I think that’s the PERFECT time to get them to practice what you’ve just reviewed. Call it a practice exercise rather than a quiz - something to get them to apply the material that they just learned. Make it low stakes, and they’ll be able to try out the new concepts in a less-threatening setting than a “quiz” or “test.”
Well yes, we do lots of practice exercises in class. (Of course!) By “quiz” I mean an assignment I use to assess whether (and how well) they’ve ultimately learned the material. (For me, in-class exercises are mostly there to help the students practice and self-assess and get feedback. Quizzes are mostly there for me to assess their mastery with some finality.)
Ah, thanks for clarifying. I would go back to my original suggestion of having them do a practice review/exercise at the beginning of class while you grade the homework, then do a quiz, then review what the homework grades and quiz grades state they’re still missing before you move to the next concept.
Back when I was in university (MANY years ago) we had to do a load of reading before each class, and be prepared to discuss our readings during class time. And tests, of course, referred to the work we’d done on our own time.
I do recall a class member trying to grill us as we waited in the hall for someone to come unlock the classroom door. He had more important things to do than the assigned prep work.

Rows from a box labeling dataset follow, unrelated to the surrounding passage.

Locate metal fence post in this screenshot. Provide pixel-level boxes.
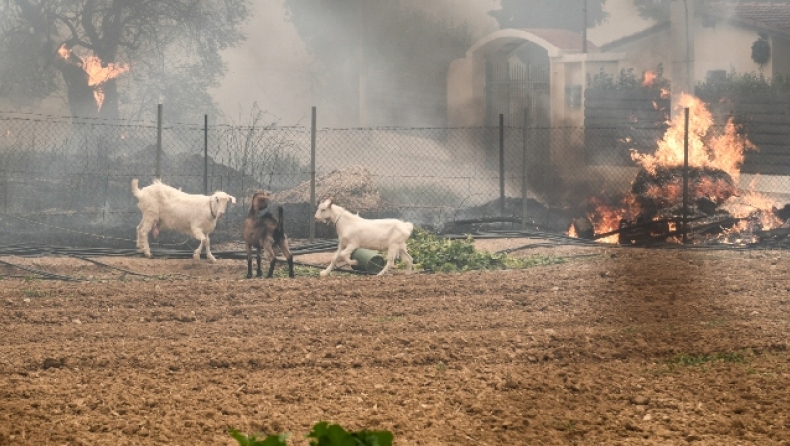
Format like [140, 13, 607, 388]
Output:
[203, 115, 208, 195]
[521, 107, 529, 229]
[683, 107, 689, 244]
[156, 104, 162, 180]
[308, 106, 316, 242]
[499, 113, 505, 216]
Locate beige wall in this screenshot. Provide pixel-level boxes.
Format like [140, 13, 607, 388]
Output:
[447, 57, 486, 127]
[694, 23, 774, 81]
[595, 29, 672, 78]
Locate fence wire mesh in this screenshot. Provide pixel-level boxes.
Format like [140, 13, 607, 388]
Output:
[0, 115, 790, 248]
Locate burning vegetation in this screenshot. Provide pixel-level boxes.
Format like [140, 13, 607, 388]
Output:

We all learned that some things just cannot be adequately condensed into ten minutes.
There were a couple of papers / assignments, also, worth mega marks. The papers, I fuzzily recall, were all subtitled, ‘Prove you did the prep work and can apply it meaningfully at least this one time’. I don’t remember ever hearing how Precis-Boy did
on the course.
As mentioned above, a course management program like Blackboard or WEbCT is very useful in this type of situation. You can make the course an informal hybrid (online/in class) course. They have great tools for quizzes, graded or not. And you can put in automatic feedback to each question or even each answer. You can also make a “Links” page to helpful study sites.
Also, I have used the discussion board section quite successfully. One way is to make posting in the discussion board part of the grade. For example, post one question/answer/thought per week for 5% of your grade. Another way is for you to post practice questions, but give no comments or solutions until someone in the class attempts an answer. You can also set “online office hours” and use the chat function. I haven’t tried that, but I have a friend who says it worked well.
Finally, I wouldn’t worry too much about the students’ response to mid-week homework. They are always going to say no to that. Just make it as easy for them to turn in as possible, i.e.- email or Blackboard/WebCT. I think midweek homework is actually a really good idea here. Otherwise, they will cram on Friday for the Saturday class, then do nothing until the next Friday. That will not work on an accelerated schedule. I also teach at a commuter school and I have found that the real hurdle is getting to campus. The more they can do off campus, the better.